As with a number of projects in PLSE, Herbie uses the egg library for applying rewrite rules. The multi-phased rewriting approach described above had a number of implications for Herbie’s use of egg. First, the egraph now maintains equivalence of expressions according to real semantics, that is, (sqrt x), (sqrt.f64 x), and (sqrt.f32 x) will be in the same equivalence class (“eclass”) despite not having the same numerical behavior. Previously, nodes within an eclass had to also have the same output type.

Typed egraph representing a lowering of a single SpecIR program

As a result, we require typed extraction to always extract well-typed programs from the egraph, that is, extraction should never produce (sqrt.f64 (+.f32 x 1)). Rather than computing the best node for each eclass, the extractor computes the best well-typed node for each possibly output type. Having no extractable type for a given eclass represents a failure to lower the real operator to an actual floating-point operator, an event that may be common in heavily constrained platforms.

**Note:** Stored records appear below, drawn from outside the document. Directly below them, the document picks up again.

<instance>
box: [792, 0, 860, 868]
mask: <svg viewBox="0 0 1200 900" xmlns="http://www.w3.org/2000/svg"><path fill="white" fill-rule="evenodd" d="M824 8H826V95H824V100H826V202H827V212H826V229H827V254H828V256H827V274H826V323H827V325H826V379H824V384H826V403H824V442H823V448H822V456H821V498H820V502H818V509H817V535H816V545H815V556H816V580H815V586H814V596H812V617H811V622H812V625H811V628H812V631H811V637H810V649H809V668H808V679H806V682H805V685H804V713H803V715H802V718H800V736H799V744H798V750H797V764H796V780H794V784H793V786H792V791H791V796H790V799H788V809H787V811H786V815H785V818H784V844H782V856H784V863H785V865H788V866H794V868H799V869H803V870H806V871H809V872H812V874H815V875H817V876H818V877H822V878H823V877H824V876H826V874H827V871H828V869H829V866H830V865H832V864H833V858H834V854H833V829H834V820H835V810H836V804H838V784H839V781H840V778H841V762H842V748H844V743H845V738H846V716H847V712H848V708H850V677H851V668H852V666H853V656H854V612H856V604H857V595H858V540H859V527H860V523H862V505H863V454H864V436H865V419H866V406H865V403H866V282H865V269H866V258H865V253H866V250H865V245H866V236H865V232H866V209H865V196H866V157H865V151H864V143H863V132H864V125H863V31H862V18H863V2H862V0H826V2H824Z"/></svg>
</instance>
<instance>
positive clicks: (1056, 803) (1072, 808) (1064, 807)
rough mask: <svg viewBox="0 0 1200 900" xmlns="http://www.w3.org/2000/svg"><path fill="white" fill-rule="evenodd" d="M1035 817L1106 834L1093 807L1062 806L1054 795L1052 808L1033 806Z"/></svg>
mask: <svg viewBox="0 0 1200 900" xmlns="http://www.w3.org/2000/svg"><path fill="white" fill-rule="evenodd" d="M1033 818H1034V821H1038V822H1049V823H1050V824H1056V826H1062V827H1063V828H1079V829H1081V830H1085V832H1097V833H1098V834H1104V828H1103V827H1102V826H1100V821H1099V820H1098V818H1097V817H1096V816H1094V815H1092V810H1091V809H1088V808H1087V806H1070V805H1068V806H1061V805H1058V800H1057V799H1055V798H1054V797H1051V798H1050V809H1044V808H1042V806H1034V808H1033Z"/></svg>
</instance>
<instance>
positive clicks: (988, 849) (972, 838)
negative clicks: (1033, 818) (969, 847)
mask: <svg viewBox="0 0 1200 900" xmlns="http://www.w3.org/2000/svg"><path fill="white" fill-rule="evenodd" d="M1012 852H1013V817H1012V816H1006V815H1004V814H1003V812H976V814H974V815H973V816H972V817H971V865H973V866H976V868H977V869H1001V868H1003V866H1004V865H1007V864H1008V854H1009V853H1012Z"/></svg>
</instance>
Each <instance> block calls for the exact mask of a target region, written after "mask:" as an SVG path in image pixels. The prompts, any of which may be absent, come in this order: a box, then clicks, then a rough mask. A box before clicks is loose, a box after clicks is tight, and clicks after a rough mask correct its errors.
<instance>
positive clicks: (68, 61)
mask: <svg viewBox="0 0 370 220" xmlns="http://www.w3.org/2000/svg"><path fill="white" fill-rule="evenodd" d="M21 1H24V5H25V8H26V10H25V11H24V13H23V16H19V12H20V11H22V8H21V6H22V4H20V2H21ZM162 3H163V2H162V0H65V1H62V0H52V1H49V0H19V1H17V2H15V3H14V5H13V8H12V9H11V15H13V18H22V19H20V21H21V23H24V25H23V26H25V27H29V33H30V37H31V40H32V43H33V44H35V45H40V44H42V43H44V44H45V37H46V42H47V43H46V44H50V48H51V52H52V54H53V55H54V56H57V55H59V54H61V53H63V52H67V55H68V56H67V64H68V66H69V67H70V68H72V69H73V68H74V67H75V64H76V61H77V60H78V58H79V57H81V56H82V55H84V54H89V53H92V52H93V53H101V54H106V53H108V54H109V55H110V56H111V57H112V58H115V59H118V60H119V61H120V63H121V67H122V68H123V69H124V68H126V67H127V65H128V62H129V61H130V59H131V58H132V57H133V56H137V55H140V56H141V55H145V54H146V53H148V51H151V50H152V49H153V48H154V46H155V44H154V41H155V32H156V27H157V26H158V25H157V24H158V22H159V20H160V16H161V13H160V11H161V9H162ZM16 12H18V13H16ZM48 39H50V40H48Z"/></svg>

With typed extraction, we can apply the usual class of cost function that egg supports and produce a well-typed expression. It is still unclear what cost functions would help best explore the search space. The obvious cost function would utilize the per-operator platform costs to find the cheapest program in the platform. We have also considered extracting the nodes with the lowest numerical error over the sample inputs points. Perhaps, some combination of these functions would prove interesting.

Conclusion

Our new perspective on Herbie is the tool should be reframed as a platform-aware compiler that translates real expressions to floating-point implementations. To support this vision, we introduce platforms within Herbie to flexibly specify the output language to optimize over, and adapt Herbie to rewrite from programs over reals to programs over floating-point values. We believe that implementing this vision will allow users to target different platforms, produce better accuracy versus speed tradeoffs, and optimize for novel floating-point operators. Ultimately, we are excited to see what work that this new direction inspires.

Acknowledgements

Some inspiration for this new perspective arose from discussions and support under the DOE XStack project led by Hal Finkel and ASCR.